Now, if there was a proper ontology of insects, and I mean not a bare taxonomic tree but one where the classes have properties and those properties have their ranges defined as well, then it would be a simple exercise of selecting the properties along the line of
adult insect AND length 2cm AND colour black AND has wingtype transparent [*AND body shape similar to a wasp*] AND leg colour orange AND rear body stingy AND location at least west Ireland
so that the reasoner (FaCT++, Pellet, and the like) would classify it near-instantly, or if the ontology were to be really large, then still within an hour or so (ignoring for a moment the [*AND body shape similar to a wasp*] because that requires a bit more work). It would be even funkier if that ontology were linked to a database of images of insects to cross-check it with the visuals. Even more so when such a database also were to have information about its habitat with feeding habits, principal role in the food web, and any diseases it may cause or transmit. Then one would also be able to start the search from another direction along the line of “give me all the insects that live in the west of Ireland” as a first step to narrow down the possible answers.
Aside from the instance classification problem of this particular specimen, the question arises if it would it be up to
a) Google to work on their technology so as to be able to get the answer for me?
b) Entomologists to develop their domain ontology about insects and link it to some database with pictures and additional textual information to have indeed a properly searchable knowledge base?

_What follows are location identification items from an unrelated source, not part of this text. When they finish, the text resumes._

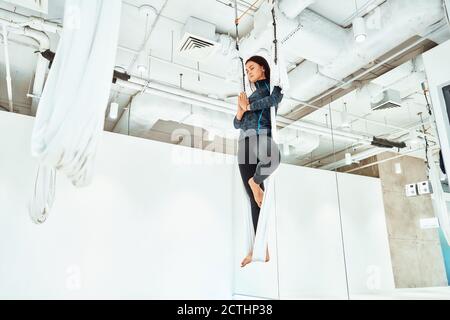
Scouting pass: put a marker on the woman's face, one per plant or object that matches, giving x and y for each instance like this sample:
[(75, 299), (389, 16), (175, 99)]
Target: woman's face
[(255, 72)]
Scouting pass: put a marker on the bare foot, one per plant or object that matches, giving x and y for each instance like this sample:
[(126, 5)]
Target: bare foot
[(248, 259), (258, 193)]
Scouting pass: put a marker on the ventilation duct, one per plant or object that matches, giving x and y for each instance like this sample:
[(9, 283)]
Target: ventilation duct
[(147, 110), (388, 99), (198, 40)]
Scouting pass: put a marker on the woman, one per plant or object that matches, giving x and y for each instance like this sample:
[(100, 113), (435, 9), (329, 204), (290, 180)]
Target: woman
[(258, 154)]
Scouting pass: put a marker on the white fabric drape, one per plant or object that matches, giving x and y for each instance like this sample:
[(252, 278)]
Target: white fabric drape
[(71, 112)]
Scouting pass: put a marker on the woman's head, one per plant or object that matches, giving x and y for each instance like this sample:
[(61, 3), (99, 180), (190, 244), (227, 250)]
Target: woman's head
[(257, 69)]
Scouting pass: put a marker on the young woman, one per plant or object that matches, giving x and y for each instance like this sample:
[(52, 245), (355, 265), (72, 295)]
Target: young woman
[(258, 154)]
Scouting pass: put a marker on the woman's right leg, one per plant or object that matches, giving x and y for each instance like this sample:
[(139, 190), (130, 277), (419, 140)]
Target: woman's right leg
[(247, 170)]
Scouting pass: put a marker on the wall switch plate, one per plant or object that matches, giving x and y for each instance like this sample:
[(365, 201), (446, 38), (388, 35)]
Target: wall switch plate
[(411, 190), (424, 188), (432, 223)]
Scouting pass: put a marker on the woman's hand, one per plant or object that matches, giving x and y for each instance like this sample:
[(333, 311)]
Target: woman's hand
[(244, 103)]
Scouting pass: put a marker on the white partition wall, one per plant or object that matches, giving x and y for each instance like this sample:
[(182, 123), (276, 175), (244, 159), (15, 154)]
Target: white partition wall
[(367, 252), (311, 259), (154, 227)]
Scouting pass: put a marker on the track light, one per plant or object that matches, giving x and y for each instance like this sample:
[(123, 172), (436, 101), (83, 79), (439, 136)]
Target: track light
[(359, 29)]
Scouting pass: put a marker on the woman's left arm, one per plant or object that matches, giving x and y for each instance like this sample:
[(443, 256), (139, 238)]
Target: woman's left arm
[(273, 100)]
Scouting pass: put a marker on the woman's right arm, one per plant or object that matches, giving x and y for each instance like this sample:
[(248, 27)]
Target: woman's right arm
[(238, 119)]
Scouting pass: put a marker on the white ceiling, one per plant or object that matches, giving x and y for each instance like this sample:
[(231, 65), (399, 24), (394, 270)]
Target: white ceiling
[(166, 36)]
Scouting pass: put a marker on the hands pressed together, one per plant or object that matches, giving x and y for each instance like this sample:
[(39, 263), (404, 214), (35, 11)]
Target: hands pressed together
[(243, 105)]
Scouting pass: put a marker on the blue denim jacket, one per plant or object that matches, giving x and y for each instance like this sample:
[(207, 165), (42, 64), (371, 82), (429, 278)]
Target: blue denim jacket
[(258, 118)]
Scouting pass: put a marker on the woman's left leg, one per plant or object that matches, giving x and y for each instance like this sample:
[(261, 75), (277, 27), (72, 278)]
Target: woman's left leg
[(269, 156)]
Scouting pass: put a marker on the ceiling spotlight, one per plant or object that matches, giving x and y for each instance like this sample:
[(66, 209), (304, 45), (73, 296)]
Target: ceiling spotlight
[(345, 119), (359, 29), (148, 11), (348, 159), (286, 150), (398, 168), (414, 140), (114, 110)]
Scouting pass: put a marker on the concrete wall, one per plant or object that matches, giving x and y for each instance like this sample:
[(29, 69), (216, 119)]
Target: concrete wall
[(416, 253)]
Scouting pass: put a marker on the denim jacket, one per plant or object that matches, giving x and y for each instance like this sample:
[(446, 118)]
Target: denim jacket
[(258, 119)]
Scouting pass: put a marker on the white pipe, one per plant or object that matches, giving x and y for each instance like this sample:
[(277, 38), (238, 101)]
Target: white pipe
[(309, 36), (193, 70), (36, 23), (8, 69), (396, 22), (228, 108), (42, 63), (292, 8)]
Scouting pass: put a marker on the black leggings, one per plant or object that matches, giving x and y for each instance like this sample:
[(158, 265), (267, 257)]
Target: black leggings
[(259, 157)]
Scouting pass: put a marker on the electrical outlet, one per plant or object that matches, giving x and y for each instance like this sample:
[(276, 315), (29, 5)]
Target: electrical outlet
[(411, 190), (424, 188)]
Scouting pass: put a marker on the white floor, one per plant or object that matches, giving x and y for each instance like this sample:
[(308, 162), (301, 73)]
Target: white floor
[(398, 294)]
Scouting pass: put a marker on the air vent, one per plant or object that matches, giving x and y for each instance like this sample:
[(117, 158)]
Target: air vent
[(193, 42), (197, 42), (35, 5), (389, 99)]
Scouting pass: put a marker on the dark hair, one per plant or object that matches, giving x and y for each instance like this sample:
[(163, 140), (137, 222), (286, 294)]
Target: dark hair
[(263, 63)]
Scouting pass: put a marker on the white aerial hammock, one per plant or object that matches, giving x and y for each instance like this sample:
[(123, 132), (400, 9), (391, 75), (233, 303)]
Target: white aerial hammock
[(71, 112), (257, 243)]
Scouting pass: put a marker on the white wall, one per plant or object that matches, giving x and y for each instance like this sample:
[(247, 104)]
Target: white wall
[(146, 228), (151, 228), (366, 240)]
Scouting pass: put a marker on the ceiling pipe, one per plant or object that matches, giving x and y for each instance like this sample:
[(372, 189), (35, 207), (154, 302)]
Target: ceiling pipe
[(292, 8), (394, 22), (34, 22), (168, 62), (8, 68), (188, 97), (42, 63)]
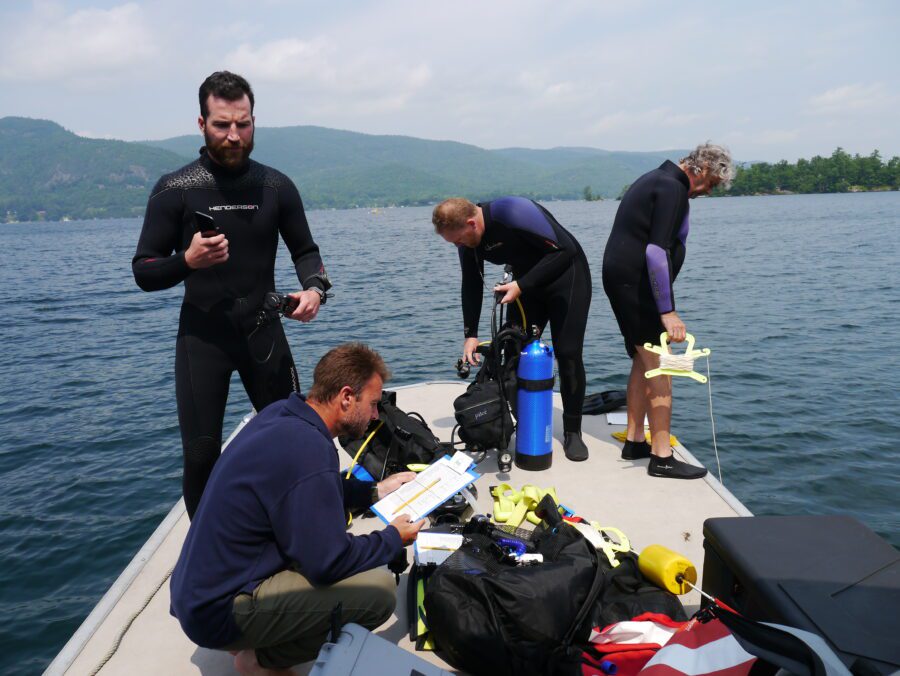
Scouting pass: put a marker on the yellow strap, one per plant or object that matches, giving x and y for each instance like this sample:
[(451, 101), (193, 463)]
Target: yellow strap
[(362, 448), (621, 435), (512, 507)]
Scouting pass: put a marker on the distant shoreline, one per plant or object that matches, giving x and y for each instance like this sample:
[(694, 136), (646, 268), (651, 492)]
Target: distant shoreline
[(782, 193)]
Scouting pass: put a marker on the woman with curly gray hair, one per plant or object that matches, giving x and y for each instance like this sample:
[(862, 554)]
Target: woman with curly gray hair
[(645, 251)]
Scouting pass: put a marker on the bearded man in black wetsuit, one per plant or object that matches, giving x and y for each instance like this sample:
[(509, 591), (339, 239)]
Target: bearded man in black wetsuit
[(551, 276), (644, 254), (226, 272)]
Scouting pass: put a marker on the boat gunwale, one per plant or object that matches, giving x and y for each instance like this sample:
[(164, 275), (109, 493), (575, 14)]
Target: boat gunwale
[(79, 640)]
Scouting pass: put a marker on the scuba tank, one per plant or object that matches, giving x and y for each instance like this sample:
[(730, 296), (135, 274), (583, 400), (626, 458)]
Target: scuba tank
[(534, 432)]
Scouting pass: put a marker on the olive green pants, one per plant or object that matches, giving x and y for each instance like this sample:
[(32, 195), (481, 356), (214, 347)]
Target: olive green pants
[(286, 619)]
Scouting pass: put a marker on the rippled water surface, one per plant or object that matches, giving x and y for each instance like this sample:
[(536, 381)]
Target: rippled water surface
[(797, 297)]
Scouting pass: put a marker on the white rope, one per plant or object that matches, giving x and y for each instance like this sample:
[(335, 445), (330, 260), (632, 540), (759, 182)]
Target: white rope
[(128, 623), (712, 419), (679, 362)]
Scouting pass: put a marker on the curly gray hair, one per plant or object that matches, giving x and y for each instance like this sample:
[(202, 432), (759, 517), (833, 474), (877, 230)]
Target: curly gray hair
[(712, 158)]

c) Volunteer labour, like me having taken pictures and annotated each one with the physical characteristics, location, time of observation, etc. and categorise it as “bug” or “insect” or “insekt” or “insetto” to eventually have a grass-roots bugbase (that likely will have some imperfections with gaps in data fields and sloppy terminology)?
d) Everyone to buy insect books?
Shelving option d, I am explicitly looking for a computational option, i.e., a, b, c, or e. I prefer a web-accessible version of option b, which can be done with scalable Semantic Web technologies; one only needs to find the money, time, and people to realise it.
Although I gave the example here with insects, the same story can be made for birds, worms, and so forth. When such searchable knowledge bases exist, it will not only save time for many lay people looking up the information and learning more about the flora and fauna around them, but I can imagine it will also make research a lot easier for interdisciplinary scientists who have to forage into knowledge of insects [/birds/worms/etc] as well as the entomologists [/ornithologists/nematologists/etc.] themselves.
 Alon Halevy, Peter Norvig, and Fernando Pereira. The unreasonable effectiveness of data. IEEE Intelligent Systems, March/April 2009, 8-12.